What’s in a name?
Words and word choice are important. They convey meaning, conjure up images and can even evoke emotions. Words can also be constraining. As much as it pains me to say it, I believe identifying our industry as “digital signage” has become far too limiting to be useful any longer. Let’s examine why.
Back in the days when I would have public arguments with the late Lyle Bunn over “digital signage” versus “dynamic digital signage”, the discussion was not about what we were doing, but about how we described it. We hung displays wherever we could, powered them with media players and distributed content to them. There was plenty of intelligence in the content management systems, not much in the media players, and the notion of bespoke content for this type of network was generally still in its infancy. My argument with Lyle was that digital signage didn’t need an adjective in front of it, that it just muddied the waters by implying to the uninitiated that there was non-dynamic digital signage. Sticklers might point out that digital is an adjective already. Besides, if there was going to be an adjective in front of digital signage, “networked” made far more sense to me than “dynamic”.
Today, what we are doing is far more intelligent, substantially more mainstream in the marketing world and not just about “signs”. The world is digital, not just our endpoints. And network endpoints are often less like signs and more like interfaces to a viewer, consumer or end user. The world has changed, and our industry has changed with it. Look at some of the important trends we’ve seen over the past five years:
Content has Finally Ascended to the Throne
Even though “content is king” quickly became an overused throwaway line, it was never untrue. The issue was that few network operators were invested in that truth. Today, there is a strong correlation between clear content strategy, content quality and network success. The notion of engaging content has largely given way to relevant content as we learn more about our audiences.
Not long ago the discussion was about choices in the large format display sizes of the day. Now it is about how to optimize the use of small displays, huge displays, custom shaped displays, LED displays, touch-enabled displays and of course mobile displays to meet network or application objectives. That mobile device? Not a sign.
Early on, there were integrations to pull data from key operational systems to display on a digital sign. Examples include data from telephony switches for call center displays, POS data for menu boards, and box office systems for ticket counter displays. Today, data comes from IoT devices, cameras, sensors, external systems and the Internet, just to name a few. All of this is in the name of making content more timely, and relevant. It has required smarter content, open APIs, and often the support of additional applications on the media player.
I wrote years ago that cameras, originally touted to measure audiences and justify ad rates, would become more useful by providing real time input for content decisions; and that beacons, hyped beyond belief as a push marketing tool, would become valuable as measurement devices. Both have certainly found their higher calling and have become cornerstones of analytics in our industry. Analytics that inform content are here to stay. Our own company acquired Walkbase to gain the IP and experience to integrate sensor data into decision-making and of course into content selection. A major display company spent years and millions of dollars to develop their own analytics platform. Neither move was based upon conjecture. Demand for incorporation of analytics into marketing and content strategies is only going to grow. Dumb devices are collecting the data. Smart devices are using it on the fly to make decisions.
We could go on and talk about programmatic advertising and the slow move to make ad buying as easy in out of home as it is online, but with less fraud; the rise of interactive content on digital signage endpoints; the convergence with mobile, and much more. But the point is made: our industry has fundamentally changed in how network operators approach their strategies, in synch with what consumers of our messaging have come to expect. The technical ecosystem has changed with it.

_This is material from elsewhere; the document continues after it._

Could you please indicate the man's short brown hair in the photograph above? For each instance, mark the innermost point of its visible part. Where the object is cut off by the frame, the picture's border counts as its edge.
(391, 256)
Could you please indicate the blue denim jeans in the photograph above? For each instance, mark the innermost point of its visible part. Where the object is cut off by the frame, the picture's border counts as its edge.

What we have to offer as an industry today has more depth than ever before. We’ve collectively raised the bar and evolved with user expectations and external developments. It’s no longer about a 16×9 display. It’s about insights, intelligence and decision making, and the display is just the surface. We are networked publishers of digital content. We create and enable end user experiences. We ingest data and distribute it in context unlike any alternative. We connect corporations with their employees, brands with their consumers, commuters with their destinations and patients with their providers. We are the last mile.

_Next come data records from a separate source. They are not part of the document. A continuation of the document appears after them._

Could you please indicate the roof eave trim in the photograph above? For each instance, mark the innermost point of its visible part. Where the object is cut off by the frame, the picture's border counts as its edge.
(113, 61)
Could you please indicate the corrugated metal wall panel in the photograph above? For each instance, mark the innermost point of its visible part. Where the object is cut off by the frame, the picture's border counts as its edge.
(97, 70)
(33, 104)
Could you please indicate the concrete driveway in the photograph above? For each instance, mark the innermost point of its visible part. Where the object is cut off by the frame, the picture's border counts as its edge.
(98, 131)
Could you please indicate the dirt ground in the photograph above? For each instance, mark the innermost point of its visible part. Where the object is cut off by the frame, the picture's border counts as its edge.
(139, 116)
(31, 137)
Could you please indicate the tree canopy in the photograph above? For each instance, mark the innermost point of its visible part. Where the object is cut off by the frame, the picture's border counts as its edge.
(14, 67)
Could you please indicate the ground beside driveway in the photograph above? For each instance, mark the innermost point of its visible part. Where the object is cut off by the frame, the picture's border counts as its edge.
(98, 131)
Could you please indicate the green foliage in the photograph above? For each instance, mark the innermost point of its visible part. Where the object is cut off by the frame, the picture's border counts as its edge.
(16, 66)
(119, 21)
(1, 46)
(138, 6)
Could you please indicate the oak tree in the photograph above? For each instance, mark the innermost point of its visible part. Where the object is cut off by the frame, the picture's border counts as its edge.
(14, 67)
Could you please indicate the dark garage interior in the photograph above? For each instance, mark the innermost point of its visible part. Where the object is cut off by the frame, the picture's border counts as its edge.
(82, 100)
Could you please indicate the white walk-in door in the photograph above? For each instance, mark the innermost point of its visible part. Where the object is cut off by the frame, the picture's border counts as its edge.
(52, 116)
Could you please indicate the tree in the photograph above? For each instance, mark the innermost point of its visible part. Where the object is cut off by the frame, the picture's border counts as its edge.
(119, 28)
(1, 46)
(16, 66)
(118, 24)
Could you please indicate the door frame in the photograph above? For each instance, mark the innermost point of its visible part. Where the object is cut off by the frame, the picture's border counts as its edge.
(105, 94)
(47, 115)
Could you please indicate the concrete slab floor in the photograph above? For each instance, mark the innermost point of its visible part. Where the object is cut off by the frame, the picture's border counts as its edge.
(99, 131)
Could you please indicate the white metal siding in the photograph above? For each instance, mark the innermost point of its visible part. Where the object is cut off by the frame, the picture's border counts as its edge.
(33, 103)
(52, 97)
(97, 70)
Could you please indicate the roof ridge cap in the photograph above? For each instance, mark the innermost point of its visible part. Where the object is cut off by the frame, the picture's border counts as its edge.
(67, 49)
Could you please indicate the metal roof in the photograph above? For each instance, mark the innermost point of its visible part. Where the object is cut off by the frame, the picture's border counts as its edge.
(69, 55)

Words often matter, and in this evolved marketplace, the term “digital signage” seems outdated. At face value, it doesn’t evoke solutions to the challenges of today’s decision makers who are looking to activate, engage and better understand viewers and customers in order to drive enhanced experiences. Digital signage has served us well for quite a few years, but we are at a crossroad. We can redefine what we are and what we do in order to unlock access to new adopters and new markets, or we can pat ourselves on the back for getting this far. While it won’t be an easy task, it seems like an easy choice.
“Digital signage” is dead. Long live digital signage.